About ten days ago we were approached by the Atlanta Motor Speedway about doing a peanut farmer appreciation day at the race this past Sunday. Ten days is not a lot of time to put something together like this but I have a magnificent Staff and somehow it was pulled off. I cannot say enough good about Joy Carter who took the lead in putting the event together and making it a total success. That said I appreciate all my staff's efforts in the success of the event.

I also have to commend my board and their families for helping to staff the event which was a monumental task.

We handed out 60,000 souvenir packs of Georgia Peanuts to race fans in attendance.

The reason the AMS offered this opportunity was because they knew farmers were struggling with the current Salmonella outbreak and recall of peanut products processed by the Peanut Corporation of America. Had they not given us pretty much the "keys to the kingdom" we could not have done what we did. They gave us a billboard if we paid production cost. That was a $60,000 value for $2500. They discounted tickets to peanut farmers and their families. A $105 ticket for $30 brought out our farmers, too. I was proud of how tall Georgia's Peanut farmers are standing.

They invited the farmers down to the track for the driver introductions as added recognition.

On Friday before the race Marcie Scott who is the media person for the track took Joy Carter and me around to meet some of the broadcast folks and let us occupy space in the media center. While there Kurt Bush was there doing a question/answer time with the media. As he was leaving I gave him a pack of Georgia Peanuts and told him they would give him what he needed to win the race.
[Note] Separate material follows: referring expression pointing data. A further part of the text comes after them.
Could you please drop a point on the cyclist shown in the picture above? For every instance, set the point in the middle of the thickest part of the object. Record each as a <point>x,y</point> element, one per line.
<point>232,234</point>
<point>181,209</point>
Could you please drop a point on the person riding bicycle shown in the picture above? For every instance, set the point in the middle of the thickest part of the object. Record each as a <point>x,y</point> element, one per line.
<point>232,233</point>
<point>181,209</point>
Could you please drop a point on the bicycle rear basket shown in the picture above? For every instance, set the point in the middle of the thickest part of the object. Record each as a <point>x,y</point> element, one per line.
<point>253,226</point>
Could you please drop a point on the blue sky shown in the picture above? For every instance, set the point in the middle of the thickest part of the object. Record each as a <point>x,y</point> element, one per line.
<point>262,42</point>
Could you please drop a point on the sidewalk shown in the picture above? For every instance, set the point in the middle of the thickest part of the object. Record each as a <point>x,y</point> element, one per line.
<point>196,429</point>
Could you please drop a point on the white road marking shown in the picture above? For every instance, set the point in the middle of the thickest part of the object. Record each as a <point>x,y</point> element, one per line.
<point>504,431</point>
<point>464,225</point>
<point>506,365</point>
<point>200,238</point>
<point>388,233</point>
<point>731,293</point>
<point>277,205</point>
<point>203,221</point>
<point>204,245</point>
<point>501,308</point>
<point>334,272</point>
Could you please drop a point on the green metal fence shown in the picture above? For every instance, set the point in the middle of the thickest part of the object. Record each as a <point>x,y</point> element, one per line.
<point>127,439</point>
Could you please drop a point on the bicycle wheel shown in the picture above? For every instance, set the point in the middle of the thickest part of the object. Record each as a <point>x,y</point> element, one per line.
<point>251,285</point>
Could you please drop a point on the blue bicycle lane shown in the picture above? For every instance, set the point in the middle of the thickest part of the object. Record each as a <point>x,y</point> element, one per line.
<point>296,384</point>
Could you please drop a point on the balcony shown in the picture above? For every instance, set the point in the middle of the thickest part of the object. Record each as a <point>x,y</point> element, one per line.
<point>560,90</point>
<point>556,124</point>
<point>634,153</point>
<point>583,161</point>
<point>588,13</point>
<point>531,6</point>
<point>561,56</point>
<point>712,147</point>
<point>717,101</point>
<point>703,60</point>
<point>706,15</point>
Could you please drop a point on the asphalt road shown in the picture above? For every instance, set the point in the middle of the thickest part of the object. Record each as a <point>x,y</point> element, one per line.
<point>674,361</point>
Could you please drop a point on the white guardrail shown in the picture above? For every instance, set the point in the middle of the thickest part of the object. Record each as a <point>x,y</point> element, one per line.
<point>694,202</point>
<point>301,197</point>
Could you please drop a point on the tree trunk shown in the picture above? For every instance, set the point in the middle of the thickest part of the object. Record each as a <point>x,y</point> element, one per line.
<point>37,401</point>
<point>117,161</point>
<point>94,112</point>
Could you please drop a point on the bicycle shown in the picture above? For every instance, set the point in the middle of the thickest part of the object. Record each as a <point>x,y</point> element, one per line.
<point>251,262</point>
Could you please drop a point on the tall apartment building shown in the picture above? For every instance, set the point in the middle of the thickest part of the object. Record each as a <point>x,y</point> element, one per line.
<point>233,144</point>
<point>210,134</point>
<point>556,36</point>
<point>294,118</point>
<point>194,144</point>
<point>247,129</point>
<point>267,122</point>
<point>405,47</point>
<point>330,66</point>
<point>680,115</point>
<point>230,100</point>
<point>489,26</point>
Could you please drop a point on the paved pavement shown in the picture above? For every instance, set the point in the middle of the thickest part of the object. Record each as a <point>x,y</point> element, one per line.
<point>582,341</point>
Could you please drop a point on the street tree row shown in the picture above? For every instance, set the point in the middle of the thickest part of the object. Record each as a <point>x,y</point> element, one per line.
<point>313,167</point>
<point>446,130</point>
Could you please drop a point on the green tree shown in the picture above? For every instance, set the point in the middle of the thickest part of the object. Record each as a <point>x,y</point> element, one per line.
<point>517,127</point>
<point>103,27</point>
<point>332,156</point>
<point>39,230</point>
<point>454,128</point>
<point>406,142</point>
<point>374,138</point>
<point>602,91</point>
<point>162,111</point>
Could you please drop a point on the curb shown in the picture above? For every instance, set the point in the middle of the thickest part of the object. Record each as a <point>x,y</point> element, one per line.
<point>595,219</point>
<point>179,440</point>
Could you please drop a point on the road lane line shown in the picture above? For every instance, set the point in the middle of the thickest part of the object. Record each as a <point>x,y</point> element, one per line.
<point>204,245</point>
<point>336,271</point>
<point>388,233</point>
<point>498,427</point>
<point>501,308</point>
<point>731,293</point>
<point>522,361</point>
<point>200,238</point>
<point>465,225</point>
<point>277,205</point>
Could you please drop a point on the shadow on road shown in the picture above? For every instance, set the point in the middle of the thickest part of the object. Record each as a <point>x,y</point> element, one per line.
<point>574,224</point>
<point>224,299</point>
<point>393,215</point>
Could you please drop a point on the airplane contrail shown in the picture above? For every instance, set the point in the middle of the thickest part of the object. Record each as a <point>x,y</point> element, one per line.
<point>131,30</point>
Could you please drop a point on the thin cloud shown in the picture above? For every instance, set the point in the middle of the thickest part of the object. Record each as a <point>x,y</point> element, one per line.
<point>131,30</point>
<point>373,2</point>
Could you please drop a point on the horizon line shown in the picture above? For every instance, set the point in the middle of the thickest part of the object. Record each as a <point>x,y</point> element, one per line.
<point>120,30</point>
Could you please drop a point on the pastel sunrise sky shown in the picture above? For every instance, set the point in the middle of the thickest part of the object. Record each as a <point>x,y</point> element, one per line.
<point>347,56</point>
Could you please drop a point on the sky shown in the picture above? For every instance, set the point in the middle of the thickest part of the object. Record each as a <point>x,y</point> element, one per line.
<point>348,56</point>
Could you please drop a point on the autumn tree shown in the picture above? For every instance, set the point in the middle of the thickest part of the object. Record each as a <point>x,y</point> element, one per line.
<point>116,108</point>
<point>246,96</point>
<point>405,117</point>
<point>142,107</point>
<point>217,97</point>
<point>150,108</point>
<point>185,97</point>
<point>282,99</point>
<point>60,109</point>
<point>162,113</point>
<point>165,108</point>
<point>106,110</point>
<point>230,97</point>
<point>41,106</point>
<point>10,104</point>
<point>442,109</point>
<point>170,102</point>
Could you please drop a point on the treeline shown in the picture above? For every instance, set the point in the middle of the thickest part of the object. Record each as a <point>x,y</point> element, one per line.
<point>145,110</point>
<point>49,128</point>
Guess what...he won.

Between the billboard, display area and being able to hand out peanut packs at each gate in the grandstands along with the PA announcements and the media mentions on TV and radio This was well over a $100,000 promotion.

Thanks to the guys at the Atlanta Motor Speedway, Ed Clark, the President and General Manager, Ted Austad who was our main logistical contact, Marcie and what she did with the media, and track owner Bruton Smith, a million thanks are in order.